The quest for a business model that adequately fills this need continues, the latest effort one developed by Compass Group North America that began operating at Carnegie Center, a Princeton, NJ office park, in mid August. Compass CEO-Contract Foodservices Rick Post is enthusiastically describing it as “a contemporary oasis that provides quality food offers, expands variety and delivers great customer service — all within a small space that minimizes cost to the location.”
Branded as “Simply Puur,” the operation is a complete re-build of the Greenway Café that Eurest division had been operating there. Following a two-week shutdown for renovation in June, the new café opened with a carefully conceived menu that employs the economic advantages of central commissary production, an onsite retail and “fresh-prepared” station ambience and an operating model that maximizes labor utilization.
While still in beta mode, Carnegie Center's Simply Puur is not seen by Compass as an experiment, but as a promising model that has been in development for two years and for which the company has ambitious rollout plans over the next 12 months.
According to Tracy Vessillo, Compass' vice president of retail innovation, “about 20 Simply Puur installations are in the pipeline right now,” and “we could see a majority of these up and running by the second quarter of next year.”
A $2,000 a day solution?
Ways to offer meal service to small site populations have always existed, of course. But while the calculus differs from location to location because of variations in labor costs, meal price points and site spending patterns, management companies have always considered an 800-1,000 employee population base a kind of viability threshold.
The prominent display of component ingredients in a refrigerated counter well unit gives the illusion that most menu items are prepped onsite.
Below that level, competition from street restaurants, brown-bagging and other factors typically has meant that a subsidy of some kind was almost inevitable if a full service café was desired, a solution clients have become increasingly reluctant to embrace in today's business environment.
Many facilities traditionally relied on vending machines to provide limited options. Onsite c-stores with grab-and-go meal items or re-heatable frozen meals have been a flexible, more recent, approach.
Still, what most B&I clients would prefer to offer employees, building tenants and visitors would be a somewhat downsized but still full-featured servery that provides all the advantages of traditional cafeteria service, including fresh-prepared food and café seating, all in a footprint of about 600-800 sq.ft.

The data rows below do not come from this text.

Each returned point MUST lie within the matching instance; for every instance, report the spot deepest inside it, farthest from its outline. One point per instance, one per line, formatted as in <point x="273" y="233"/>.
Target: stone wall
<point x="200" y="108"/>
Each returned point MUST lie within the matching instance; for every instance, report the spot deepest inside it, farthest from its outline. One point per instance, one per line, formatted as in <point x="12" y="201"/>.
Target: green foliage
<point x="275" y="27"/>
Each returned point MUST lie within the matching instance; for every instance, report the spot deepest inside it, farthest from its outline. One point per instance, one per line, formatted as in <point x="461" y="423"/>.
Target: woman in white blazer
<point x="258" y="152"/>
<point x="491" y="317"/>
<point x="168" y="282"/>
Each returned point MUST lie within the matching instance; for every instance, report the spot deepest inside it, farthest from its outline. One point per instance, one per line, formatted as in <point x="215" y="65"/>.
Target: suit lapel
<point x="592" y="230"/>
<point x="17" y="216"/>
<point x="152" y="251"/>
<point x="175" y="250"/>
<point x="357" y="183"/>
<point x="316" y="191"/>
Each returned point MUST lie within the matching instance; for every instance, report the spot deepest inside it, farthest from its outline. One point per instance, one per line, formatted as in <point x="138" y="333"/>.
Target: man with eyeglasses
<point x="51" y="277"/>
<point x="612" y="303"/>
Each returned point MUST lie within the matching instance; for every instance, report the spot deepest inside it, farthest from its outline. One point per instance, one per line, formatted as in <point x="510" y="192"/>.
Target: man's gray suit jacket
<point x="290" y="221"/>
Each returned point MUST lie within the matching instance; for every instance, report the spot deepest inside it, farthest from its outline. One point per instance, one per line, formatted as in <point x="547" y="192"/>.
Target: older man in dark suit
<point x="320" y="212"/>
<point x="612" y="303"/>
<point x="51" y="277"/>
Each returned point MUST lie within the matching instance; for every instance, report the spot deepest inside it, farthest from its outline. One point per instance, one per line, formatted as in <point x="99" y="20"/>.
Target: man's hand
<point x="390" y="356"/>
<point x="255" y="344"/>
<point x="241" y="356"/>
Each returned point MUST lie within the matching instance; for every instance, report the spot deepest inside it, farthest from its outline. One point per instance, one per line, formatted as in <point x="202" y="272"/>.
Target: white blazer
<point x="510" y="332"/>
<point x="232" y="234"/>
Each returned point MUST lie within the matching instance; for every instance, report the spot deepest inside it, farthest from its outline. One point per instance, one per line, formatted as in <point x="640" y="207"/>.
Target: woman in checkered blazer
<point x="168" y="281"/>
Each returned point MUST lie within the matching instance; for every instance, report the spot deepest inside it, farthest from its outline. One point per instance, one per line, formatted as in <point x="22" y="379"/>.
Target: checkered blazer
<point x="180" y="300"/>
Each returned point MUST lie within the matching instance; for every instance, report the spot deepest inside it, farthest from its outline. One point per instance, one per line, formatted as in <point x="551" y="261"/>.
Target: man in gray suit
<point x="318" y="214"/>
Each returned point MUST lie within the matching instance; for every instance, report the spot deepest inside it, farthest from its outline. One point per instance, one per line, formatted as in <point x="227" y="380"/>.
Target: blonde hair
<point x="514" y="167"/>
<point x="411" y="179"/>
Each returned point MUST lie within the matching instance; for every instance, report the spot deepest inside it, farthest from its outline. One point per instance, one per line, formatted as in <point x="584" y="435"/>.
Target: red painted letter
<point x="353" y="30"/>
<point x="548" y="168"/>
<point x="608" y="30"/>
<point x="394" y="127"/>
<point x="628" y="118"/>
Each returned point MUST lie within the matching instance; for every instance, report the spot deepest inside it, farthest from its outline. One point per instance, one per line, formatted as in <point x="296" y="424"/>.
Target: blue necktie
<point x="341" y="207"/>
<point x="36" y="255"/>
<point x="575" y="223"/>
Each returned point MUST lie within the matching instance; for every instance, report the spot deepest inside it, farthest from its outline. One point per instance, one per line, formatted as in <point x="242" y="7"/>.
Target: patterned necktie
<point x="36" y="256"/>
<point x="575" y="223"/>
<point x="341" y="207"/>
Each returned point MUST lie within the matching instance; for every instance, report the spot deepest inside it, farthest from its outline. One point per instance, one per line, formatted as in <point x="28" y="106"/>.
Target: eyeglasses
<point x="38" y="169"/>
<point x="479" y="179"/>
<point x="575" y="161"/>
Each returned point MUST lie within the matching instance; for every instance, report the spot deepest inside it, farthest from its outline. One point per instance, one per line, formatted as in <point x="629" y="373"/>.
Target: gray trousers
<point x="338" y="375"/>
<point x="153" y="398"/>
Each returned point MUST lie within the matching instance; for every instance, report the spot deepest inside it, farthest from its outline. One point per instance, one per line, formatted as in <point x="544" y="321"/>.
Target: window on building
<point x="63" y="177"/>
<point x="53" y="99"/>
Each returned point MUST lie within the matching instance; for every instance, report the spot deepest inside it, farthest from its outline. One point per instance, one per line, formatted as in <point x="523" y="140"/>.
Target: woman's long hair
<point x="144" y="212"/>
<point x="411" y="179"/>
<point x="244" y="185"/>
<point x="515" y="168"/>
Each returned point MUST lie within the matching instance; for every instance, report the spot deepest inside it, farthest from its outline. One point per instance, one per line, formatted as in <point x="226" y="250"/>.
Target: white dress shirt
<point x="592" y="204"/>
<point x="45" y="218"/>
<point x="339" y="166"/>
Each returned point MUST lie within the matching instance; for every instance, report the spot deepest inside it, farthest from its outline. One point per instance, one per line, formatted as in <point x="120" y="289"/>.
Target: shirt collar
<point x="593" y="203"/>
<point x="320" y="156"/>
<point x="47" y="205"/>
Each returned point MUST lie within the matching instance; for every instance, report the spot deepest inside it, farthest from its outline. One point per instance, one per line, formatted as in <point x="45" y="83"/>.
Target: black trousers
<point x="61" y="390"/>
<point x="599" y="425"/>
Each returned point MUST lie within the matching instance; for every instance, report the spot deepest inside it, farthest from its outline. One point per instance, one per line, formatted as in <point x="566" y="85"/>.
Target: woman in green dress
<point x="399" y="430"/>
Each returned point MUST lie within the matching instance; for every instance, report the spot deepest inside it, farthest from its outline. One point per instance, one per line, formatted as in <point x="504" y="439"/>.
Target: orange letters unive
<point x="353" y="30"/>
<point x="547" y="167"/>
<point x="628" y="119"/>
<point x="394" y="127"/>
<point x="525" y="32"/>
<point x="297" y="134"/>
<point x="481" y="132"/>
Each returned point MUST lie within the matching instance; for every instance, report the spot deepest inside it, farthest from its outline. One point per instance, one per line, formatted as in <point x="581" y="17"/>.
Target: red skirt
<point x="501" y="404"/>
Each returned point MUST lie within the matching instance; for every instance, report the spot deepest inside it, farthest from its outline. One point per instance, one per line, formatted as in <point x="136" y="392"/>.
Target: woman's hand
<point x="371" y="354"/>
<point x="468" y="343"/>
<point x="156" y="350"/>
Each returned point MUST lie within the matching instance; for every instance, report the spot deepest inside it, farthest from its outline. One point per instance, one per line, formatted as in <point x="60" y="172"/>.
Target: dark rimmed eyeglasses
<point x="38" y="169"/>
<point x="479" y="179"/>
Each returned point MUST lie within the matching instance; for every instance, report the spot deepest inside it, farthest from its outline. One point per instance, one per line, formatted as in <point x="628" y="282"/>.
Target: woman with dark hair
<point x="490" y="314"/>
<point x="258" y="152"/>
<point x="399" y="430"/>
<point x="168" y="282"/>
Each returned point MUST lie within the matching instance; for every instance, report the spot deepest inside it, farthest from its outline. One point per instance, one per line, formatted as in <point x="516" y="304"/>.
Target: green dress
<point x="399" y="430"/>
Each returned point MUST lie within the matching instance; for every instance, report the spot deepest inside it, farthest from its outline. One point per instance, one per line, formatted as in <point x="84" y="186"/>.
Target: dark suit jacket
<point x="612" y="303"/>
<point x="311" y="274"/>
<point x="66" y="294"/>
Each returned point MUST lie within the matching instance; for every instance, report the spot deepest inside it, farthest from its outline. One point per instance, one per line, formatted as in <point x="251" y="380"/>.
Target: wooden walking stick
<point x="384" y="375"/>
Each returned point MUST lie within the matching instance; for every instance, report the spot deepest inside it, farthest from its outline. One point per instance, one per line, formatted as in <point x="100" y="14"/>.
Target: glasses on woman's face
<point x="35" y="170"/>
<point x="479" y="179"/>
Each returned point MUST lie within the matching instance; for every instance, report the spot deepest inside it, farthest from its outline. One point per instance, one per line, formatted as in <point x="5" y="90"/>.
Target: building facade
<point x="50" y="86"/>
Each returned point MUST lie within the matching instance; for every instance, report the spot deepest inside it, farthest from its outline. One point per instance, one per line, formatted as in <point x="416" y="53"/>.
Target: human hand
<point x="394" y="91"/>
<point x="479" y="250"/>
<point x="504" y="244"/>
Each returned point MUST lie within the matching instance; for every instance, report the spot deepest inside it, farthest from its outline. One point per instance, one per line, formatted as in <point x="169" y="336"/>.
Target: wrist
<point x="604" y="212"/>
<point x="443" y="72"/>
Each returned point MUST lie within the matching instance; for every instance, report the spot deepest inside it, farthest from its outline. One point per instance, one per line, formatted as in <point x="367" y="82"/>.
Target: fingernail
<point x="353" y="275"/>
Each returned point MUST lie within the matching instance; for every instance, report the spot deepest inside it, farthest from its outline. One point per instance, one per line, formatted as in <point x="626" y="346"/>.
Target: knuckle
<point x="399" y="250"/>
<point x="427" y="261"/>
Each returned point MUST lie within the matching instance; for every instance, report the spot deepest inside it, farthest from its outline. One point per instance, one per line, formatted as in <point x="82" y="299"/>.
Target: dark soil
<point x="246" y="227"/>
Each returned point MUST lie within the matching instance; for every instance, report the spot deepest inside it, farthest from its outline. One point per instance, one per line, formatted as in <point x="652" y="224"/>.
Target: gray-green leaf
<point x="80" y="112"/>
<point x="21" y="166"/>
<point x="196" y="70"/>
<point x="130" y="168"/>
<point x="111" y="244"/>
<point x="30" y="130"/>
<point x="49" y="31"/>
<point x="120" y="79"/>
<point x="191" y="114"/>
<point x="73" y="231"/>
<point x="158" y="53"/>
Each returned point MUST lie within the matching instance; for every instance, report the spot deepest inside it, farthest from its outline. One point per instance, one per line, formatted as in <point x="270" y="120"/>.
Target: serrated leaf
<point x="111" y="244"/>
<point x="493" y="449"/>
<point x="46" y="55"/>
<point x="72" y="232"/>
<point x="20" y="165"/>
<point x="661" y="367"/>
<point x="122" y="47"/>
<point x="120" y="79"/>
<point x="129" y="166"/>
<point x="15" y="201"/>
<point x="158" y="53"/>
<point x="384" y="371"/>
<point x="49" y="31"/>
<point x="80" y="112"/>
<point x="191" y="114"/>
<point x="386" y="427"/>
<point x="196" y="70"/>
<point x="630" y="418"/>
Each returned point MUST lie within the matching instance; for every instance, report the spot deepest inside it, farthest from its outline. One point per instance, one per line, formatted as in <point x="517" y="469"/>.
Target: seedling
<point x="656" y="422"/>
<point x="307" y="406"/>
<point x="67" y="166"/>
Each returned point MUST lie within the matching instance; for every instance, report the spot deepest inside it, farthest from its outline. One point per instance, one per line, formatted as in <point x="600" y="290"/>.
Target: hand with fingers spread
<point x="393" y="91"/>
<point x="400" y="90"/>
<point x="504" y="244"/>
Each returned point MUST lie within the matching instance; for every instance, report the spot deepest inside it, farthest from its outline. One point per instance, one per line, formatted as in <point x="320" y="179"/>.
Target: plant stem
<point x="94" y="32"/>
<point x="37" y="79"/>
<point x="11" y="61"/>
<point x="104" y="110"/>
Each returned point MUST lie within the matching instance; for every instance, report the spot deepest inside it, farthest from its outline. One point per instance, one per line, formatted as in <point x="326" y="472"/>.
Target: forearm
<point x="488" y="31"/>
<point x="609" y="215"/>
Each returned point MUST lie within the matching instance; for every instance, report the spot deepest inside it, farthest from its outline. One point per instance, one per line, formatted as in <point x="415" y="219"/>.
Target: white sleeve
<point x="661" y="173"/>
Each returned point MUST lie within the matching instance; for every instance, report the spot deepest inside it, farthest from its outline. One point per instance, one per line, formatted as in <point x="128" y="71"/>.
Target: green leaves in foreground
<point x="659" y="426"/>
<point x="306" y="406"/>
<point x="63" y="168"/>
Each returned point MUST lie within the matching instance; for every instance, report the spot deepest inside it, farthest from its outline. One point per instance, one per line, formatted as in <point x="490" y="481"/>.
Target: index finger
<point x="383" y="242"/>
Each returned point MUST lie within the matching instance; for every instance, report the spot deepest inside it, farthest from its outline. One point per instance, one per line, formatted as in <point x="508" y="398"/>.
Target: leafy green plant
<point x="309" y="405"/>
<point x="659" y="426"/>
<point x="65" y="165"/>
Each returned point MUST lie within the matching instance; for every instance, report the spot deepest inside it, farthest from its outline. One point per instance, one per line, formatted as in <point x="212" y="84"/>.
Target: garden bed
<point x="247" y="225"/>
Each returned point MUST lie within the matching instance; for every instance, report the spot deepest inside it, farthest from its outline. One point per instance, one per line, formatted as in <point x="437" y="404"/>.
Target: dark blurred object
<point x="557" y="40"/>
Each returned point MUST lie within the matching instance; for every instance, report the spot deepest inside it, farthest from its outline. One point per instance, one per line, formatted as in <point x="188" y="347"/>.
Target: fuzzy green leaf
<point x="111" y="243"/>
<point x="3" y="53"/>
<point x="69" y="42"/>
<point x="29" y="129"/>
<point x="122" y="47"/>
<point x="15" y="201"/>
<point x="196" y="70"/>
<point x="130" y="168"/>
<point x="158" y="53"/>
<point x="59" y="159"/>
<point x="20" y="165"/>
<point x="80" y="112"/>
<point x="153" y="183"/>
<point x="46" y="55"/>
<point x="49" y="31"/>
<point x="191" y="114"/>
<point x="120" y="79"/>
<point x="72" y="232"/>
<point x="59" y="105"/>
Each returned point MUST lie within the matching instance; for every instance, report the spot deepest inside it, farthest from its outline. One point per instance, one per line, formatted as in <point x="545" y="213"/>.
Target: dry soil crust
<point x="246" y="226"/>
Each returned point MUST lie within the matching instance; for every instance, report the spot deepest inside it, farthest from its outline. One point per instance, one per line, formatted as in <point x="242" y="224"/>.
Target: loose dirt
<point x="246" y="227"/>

In today's downsized and more decentralized business economy, there are many thousands of environments like this across the country. Outside consultants suggest that if a P&L-financed café model could operate profitably with $1,800-$2,000 a day in transactions, it would open up an important avenue of potential growth in the B&I space.
The Carnegie Center represents just such a challenge. The office park has multiple tenants in multiple buildings. Although there are about 800 potential customers there, the building that houses its café probably has only 200 of them in it. According to Kiran Bheemarao, director of Compass' Simply Puur project, “the café operates primarily as a P&L account, and like most small locations, the client wanted us to make it more efficient, with tighter cost control.”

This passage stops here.